Benjamin Wilfond, M.D., Co-Director, Office of Bioethics and Special Populations Research, National Human Genome Research Institute (NHGRI), discussed the issues involved in informed consent for NHGRI genetic research. Dr. Wilfond focused on the challenges of genetic research related to informing subjects of medical, legal and social risks, and the projects's efforts to minimize risk. Some of the potential risks are misunderstanding of information, confusion about information, anxiety, implications for related family members, stigmatization, discrimination, vulnerable populations, and group harm from labeling or reinforcing stereotypes.

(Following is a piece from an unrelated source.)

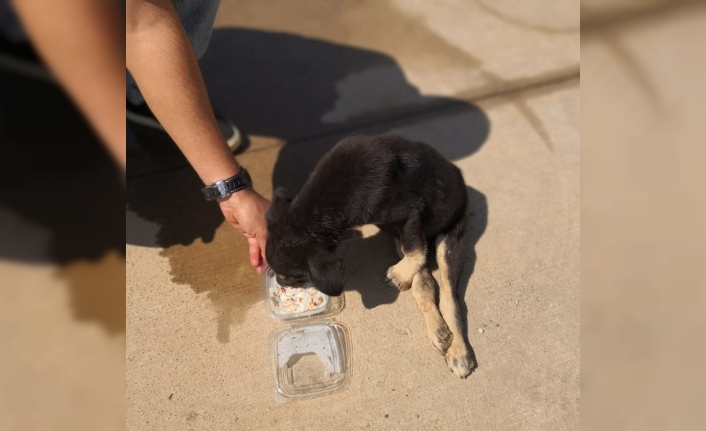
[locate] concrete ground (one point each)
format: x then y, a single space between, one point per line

Dr. Wilfond felt strongly that informed consent is not a form but a process that includes a variety of ways to communicate. He discussed several of these elements: (1) assessing decisional capacity; (2) reasonable disclosure; (3) comprehension: and, (4) the voluntary nature of participation. Dr. Wilfond also emphasized that for research involving children, the major concerns should be: (1) the benefits to the child, not the parents; (2) minimizing harm; and, (3) protecting the child's autonomy and future rights.

Dr. Wilfond proposed the following ways to minimize harm to subjects: (1) disclose results to minimize stigma or do not disclose results to subjects; (2) remove linkage of samples to research findings; (3) Encrypt database; (4) disguise family pedigrees; (5) involve the patient community in research design; (6) obtain informed consent after IRB Review of informed consent process; and, (7) provide and assess genetic counseling, if results are disclosed; and (8) assess real or potential harms.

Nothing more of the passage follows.